I recently took a plane from Schiphol airport. Right before departure I visited the restroom at the gate, and noticed something many men will recognize: the urinals contained a sticker of a fly. Some Googling revealed that this little sticker has led to a decrease of nearly 10% in cleaning costs of the bathrooms, because suddenly men began aiming properly. Clever!

Nudge
The fly in the urinal is a prime example of a ‘nudge’, a little push used by designers of public spaces, shops and websites to influence visitors’ behavior. In recent years, especially since the book Nudge by behavioral economists Richard Thaler & Cass Sunstein, there has been much debate about this type of behavioral influence.

Some people are excited about nudging, since they can be applied towards positive goals. The lunch venues at Google are one example: here fruit is placed at eye level, while candy bars require you to bend down to grab them. In this way the company induces healthier diets in its employees. But nudges can also lead to less beneficial choices. Think of a child in the supermarket: the colorful candy wrappers are almost impossible to resist.

Power
It is often unclear whether a particular nudge will lead to better or worse decisions. Still, many people do not like the idea of undergoing external influence, since this actually implies a reduction in the power to determine your own future.

A good example of this shift in power can be found in Uber and Lyft taxi drivers. In these app-based systems, the drivers themselves decide which customers they pick up, but they are nonetheless submitted to nudging. Uber and Lyft send clever messages to drivers, such as: ‘You’re $10 away from making $330 in net earnings. Are you sure you want to go offline?’ or ‘If you go offline now, you’ll miss out on $25.’

Economics research has shown that people are highly sensitive to these kinds of messages. Focusing on concrete goals and losses, instead of profits, is a strong motivator.

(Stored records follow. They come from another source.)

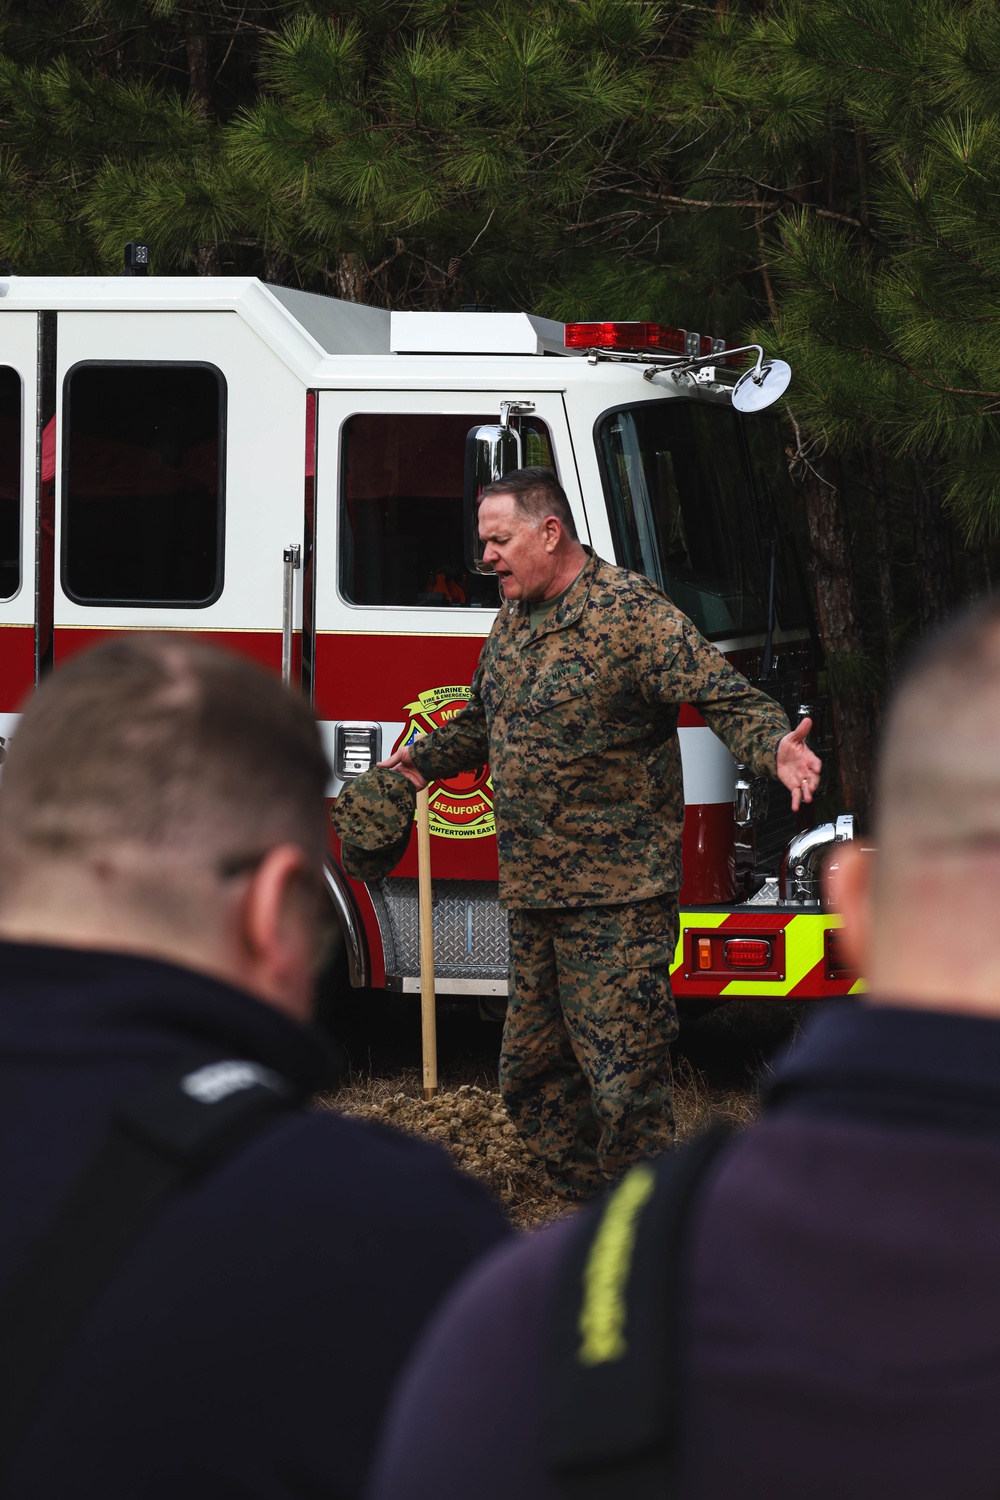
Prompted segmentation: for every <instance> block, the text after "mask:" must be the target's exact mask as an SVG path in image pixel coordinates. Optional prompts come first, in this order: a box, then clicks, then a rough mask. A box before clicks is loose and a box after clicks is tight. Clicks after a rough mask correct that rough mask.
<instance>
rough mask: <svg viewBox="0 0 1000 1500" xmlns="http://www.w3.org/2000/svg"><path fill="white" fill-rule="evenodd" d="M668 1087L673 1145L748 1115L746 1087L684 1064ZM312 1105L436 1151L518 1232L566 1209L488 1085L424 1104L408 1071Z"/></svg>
mask: <svg viewBox="0 0 1000 1500" xmlns="http://www.w3.org/2000/svg"><path fill="white" fill-rule="evenodd" d="M673 1085H675V1094H673V1103H675V1112H676V1121H678V1140H687V1139H690V1137H691V1136H694V1134H697V1133H699V1131H700V1130H705V1128H706V1127H708V1125H709V1124H711V1122H712V1121H717V1119H726V1121H729V1122H730V1124H733V1125H738V1127H739V1125H748V1124H750V1121H751V1119H753V1116H754V1113H756V1107H757V1101H756V1094H754V1091H753V1089H750V1088H742V1089H720V1088H711V1086H709V1085H706V1082H705V1077H703V1076H702V1074H700V1073H699V1071H697V1070H694V1068H691V1067H690V1064H688V1062H687V1061H685V1059H682V1061H681V1064H679V1065H678V1067H675V1077H673ZM319 1103H321V1104H322V1106H327V1107H330V1109H336V1110H339V1112H340V1113H342V1115H351V1116H354V1118H355V1119H369V1121H375V1122H378V1124H379V1125H390V1127H393V1128H394V1130H402V1131H406V1134H409V1136H424V1137H426V1139H427V1140H433V1142H436V1143H438V1145H439V1146H444V1149H445V1151H448V1152H450V1154H451V1157H453V1158H454V1163H456V1166H459V1167H460V1169H462V1170H463V1172H468V1173H471V1175H472V1176H474V1178H478V1181H480V1182H483V1184H486V1187H487V1188H489V1190H490V1193H493V1196H495V1197H498V1199H499V1200H501V1203H502V1205H504V1209H505V1212H507V1215H508V1218H510V1220H511V1223H513V1224H517V1226H519V1227H520V1229H532V1227H534V1226H538V1224H544V1223H546V1221H547V1220H552V1218H555V1217H556V1215H558V1214H562V1212H565V1209H567V1205H565V1202H564V1200H562V1199H558V1197H556V1196H555V1194H553V1193H552V1188H550V1187H549V1179H547V1176H546V1172H544V1167H541V1164H540V1163H538V1161H537V1160H535V1157H532V1155H531V1152H529V1151H528V1149H526V1146H523V1145H522V1142H520V1139H519V1136H517V1131H516V1130H514V1127H513V1124H511V1122H510V1119H508V1118H507V1112H505V1110H504V1106H502V1103H501V1097H499V1092H498V1089H495V1088H490V1086H489V1083H487V1086H483V1085H478V1083H462V1085H459V1086H457V1088H456V1086H451V1088H448V1086H445V1088H444V1089H442V1092H441V1094H438V1097H436V1098H433V1100H430V1101H427V1103H424V1100H423V1097H421V1077H420V1071H418V1070H417V1068H408V1070H403V1071H402V1073H397V1074H396V1076H393V1077H390V1079H373V1080H361V1082H360V1083H352V1085H349V1086H348V1088H343V1089H342V1091H340V1092H339V1094H336V1095H331V1097H327V1098H322V1100H319Z"/></svg>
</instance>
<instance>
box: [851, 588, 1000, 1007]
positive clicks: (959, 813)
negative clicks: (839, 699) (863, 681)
mask: <svg viewBox="0 0 1000 1500" xmlns="http://www.w3.org/2000/svg"><path fill="white" fill-rule="evenodd" d="M874 834H876V837H874V843H876V853H874V856H873V859H870V861H865V859H862V855H861V852H859V850H858V849H855V850H849V852H847V853H846V855H843V856H841V864H843V871H841V874H840V876H835V877H834V882H832V889H831V895H832V900H834V903H835V904H840V906H841V907H843V910H844V919H846V938H847V939H849V947H855V948H856V951H855V962H856V963H858V966H859V968H861V971H862V974H865V977H867V978H868V980H870V983H871V987H873V990H874V993H876V995H877V996H879V998H883V999H898V1001H901V1002H907V1004H921V1005H933V1007H937V1005H940V1007H949V1008H964V1010H978V1011H990V1013H991V1014H999V1016H1000V954H999V953H997V945H996V938H994V929H996V910H997V907H999V906H1000V603H999V601H996V600H988V601H987V603H984V604H979V606H976V607H975V609H972V610H969V612H966V613H964V615H961V616H958V618H957V619H955V621H954V622H952V624H949V625H948V627H946V628H945V630H942V631H940V633H939V634H936V636H933V637H930V639H928V640H927V642H925V643H924V645H922V646H921V648H919V649H918V651H916V652H915V655H913V658H912V661H910V664H909V667H907V669H906V672H904V673H903V676H901V679H900V685H898V688H897V693H895V697H894V700H892V705H891V708H889V712H888V715H886V721H885V733H883V741H882V754H880V768H879V784H877V798H876V825H874ZM862 865H867V868H862ZM850 929H853V933H852V932H849V930H850Z"/></svg>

Of course it is normal for an employer to motivate their employees, but what if a tired driver is successfully persuaded to start another ride against his will? This might lead to dangerous situations. Moreover, a transfer of power from employee to employer is often a bad sign, especially for drivers who do not enjoy much legal protection to begin with.

Think critically
Whether nudges are good or bad on the whole is a difficult philosophical question. In any case, nudges make us think about the nature of our decisions. Choices do not just originate from sincere motives, but also from our mental state and objects in our environment.

Still not convinced? Then take a good look around you, for example when booking a trip on Booking.com (see image above), ask yourself: who is calling the shots here?